Bob Weir, founding member of the Grateful Dead, dies at 78
Bob Weir, a founding member of the legendary rock band the Grateful Dead, has died at the age of 78, his family announced Saturday.
"It is with profound sadness that we share the passing of Bobby Weir," his family wrote in a post to his Instagram page. "He transitioned peacefully, surrounded by loved ones, after courageously beating cancer as only Bobby could. Unfortunately, he succumbed to underlying lung issues."
In the statement, the family disclosed that Weir had been diagnosed with cancer in July.
"As we remember Bobby, it's hard not to feel the echo of the way he lived," his family wrote. "A man driftin' and dreamin', never worrying if the road would lead him home. A child of countless trees. A child of boundless seas."
Weir formed the Grateful Dead with Jerry Garcia after the two met in 1963 as teens in Palo Alto, California. The band, with its unique mix of blues, folk and jazz, became a touring powerhouse for decades until Garcia's death in 1995.
Weir wrote or co-wrote and sang lead vocals on Dead classics including "Sugar Magnolia," "One More Saturday Night" and "Mexicali Blues."

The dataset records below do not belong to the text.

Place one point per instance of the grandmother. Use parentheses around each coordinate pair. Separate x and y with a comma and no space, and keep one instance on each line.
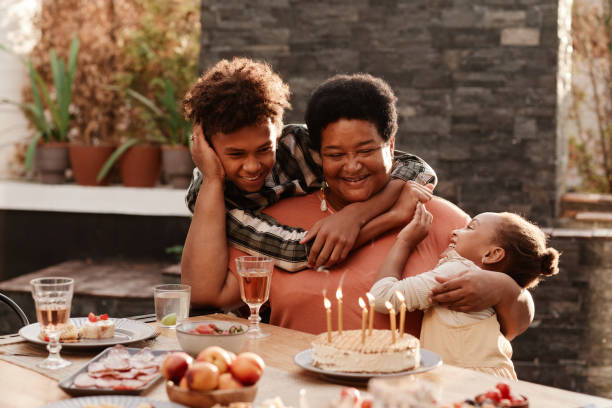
(352,122)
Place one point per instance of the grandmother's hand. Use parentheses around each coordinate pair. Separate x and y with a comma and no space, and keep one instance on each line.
(204,157)
(468,291)
(334,237)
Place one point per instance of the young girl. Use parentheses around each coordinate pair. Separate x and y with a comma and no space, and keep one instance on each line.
(502,242)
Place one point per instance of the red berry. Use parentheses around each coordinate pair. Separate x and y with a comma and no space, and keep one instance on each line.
(504,389)
(366,403)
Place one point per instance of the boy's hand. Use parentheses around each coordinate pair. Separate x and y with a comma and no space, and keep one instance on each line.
(334,237)
(204,157)
(418,228)
(405,206)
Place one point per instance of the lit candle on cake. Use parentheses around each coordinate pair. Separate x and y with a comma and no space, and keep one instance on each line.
(399,295)
(364,317)
(391,310)
(327,305)
(371,323)
(339,297)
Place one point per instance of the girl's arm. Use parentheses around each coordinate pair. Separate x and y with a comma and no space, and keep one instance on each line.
(415,289)
(479,289)
(205,255)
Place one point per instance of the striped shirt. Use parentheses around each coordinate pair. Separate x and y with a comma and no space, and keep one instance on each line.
(297,171)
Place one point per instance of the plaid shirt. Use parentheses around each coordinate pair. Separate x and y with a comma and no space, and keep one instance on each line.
(297,171)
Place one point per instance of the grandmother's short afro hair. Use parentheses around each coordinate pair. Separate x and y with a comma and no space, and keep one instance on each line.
(234,94)
(358,96)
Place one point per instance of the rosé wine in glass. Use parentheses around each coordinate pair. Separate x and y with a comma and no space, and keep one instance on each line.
(53,298)
(255,278)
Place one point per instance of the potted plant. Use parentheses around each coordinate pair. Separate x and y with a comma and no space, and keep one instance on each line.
(139,161)
(48,149)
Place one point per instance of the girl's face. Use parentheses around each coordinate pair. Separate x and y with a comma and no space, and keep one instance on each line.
(247,155)
(477,239)
(356,160)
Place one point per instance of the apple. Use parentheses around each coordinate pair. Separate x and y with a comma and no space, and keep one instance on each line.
(247,368)
(217,356)
(175,365)
(228,382)
(202,376)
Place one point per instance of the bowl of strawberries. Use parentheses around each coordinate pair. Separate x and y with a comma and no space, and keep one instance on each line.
(215,376)
(501,396)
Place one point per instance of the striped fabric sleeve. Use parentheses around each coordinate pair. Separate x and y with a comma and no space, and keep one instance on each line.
(410,167)
(259,234)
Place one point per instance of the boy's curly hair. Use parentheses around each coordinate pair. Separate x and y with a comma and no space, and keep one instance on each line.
(234,94)
(357,96)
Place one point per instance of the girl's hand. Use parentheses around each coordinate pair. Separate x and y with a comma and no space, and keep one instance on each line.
(418,228)
(204,157)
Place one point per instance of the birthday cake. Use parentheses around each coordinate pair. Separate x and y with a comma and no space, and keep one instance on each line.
(346,353)
(98,327)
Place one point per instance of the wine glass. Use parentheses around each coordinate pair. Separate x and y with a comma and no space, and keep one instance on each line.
(255,275)
(53,297)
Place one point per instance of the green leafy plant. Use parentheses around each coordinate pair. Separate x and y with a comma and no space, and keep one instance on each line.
(168,118)
(176,251)
(56,128)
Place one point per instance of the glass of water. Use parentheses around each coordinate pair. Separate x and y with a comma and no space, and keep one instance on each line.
(171,304)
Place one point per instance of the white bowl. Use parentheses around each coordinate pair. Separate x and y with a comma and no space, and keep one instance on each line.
(193,343)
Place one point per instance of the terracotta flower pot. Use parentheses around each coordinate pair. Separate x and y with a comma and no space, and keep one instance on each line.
(140,166)
(87,161)
(177,165)
(51,161)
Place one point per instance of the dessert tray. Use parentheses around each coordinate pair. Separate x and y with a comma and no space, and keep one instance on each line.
(126,331)
(429,361)
(112,379)
(118,400)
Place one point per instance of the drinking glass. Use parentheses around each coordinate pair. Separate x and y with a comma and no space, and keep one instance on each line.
(255,275)
(53,297)
(171,304)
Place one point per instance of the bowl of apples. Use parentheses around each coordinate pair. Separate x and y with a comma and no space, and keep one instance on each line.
(215,376)
(196,336)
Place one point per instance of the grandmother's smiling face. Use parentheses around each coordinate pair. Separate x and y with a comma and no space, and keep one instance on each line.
(356,161)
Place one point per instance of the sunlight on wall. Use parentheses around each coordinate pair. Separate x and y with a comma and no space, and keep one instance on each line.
(17,34)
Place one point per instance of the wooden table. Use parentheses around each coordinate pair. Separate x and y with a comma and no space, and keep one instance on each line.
(24,388)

The group eventually reformed a few years after Garcia's death and took many iterations over the years, the latest as Dead & Company.
"For over sixty years, Bobby took to the road," his family's statement said. "A guitarist, vocalist, storyteller, and founding member of the Grateful Dead. Bobby will forever be a guiding force whose unique artistry reshaped American music. His work did more than fill rooms with music; it was warm sunlight that filled the soul, building a community, a language, and a feeling of family that generations of fans carry with them."

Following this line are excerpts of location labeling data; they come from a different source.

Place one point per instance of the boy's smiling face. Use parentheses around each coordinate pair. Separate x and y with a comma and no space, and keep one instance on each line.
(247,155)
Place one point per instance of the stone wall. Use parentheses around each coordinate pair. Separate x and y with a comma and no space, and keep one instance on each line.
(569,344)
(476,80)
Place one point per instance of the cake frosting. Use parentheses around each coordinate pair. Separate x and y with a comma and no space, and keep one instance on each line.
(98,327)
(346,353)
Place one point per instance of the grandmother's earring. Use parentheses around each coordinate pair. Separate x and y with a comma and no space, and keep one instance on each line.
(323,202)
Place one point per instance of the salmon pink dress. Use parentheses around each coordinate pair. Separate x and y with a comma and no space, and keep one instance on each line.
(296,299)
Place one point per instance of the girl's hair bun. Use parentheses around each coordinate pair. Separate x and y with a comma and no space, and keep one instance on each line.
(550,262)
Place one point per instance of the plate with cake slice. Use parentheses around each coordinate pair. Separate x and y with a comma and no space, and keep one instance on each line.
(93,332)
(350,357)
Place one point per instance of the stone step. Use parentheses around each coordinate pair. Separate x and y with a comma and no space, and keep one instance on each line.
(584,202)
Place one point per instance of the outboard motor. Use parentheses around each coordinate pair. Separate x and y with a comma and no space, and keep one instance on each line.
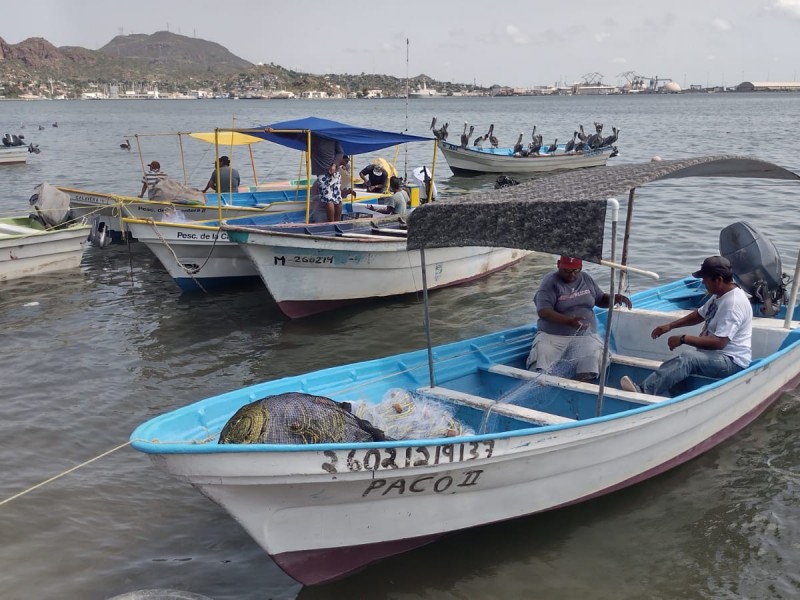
(99,234)
(756,265)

Weir's death leaves drummer Bill Kreutzmann as the only surviving original member. Founding bassist Phil Lesh died in 2024. The band's other drummer, Mickey Hart, practically an original member since joining in 1967, is also alive at 82. The fifth founding member, Ron "Pigpen" McKernan, died in 1973.
Dead and Company played a series of concert's for the Grateful Dead's 60th anniversary in July at Golden Gate Park in San Francisco.
Born in San Francisco and raised in nearby Atherton, Weir was the Dead's youngest member and looked like a fresh-faced high-schooler in its early years. He was generally less shaggy than the rest of the band, but had a long beard like Garcia's in later years.
The band would survive long past the hippie moment of its birth, with its ultra-devoted fans known as Deadheads often following them on the road in a virtually non-stop tour that persisted despite decades of music and culture shifting around them.
"Longevity was never a major concern of ours," Weir said when the Dead got the Grammys' Musicares Person of the Year honor last year. "Spreading joy through the music was all we ever really had in mind and we got plenty of that done."
Ubiquitous bumper stickers and T-shirts showed the band's skull logo, the dancing, colored bears that served as their other symbol, and signature phrases like "ain't no time to hate" and "not all who wander are lost."
The Dead won few actual Grammys during their career — they were always a little too esoteric — getting only a lifetime achievement award in 2007 and the best music film award in 2018.
Just as rare were hit pop singles. "Touch of Grey," the 1987 song that brought a big surge in the aging band's popularity, was their only Billboard Top 10 hit.
But in 2024, they set a record for all artists with their 59th album in Billboard's Top 40. Forty-one of those came since 2012, thanks to the popularity of the series of archival albums compiled by David Lemieux.
Their music — called acid rock at its inception — would pull in blues, jazz, country, folk and psychedelia in long improvisational jams at their concerts.
"I venture to say they are the great American band," TV personality and devoted Deadhead Andy Cohen said as host of the MusiCares event. "What a wonder they are."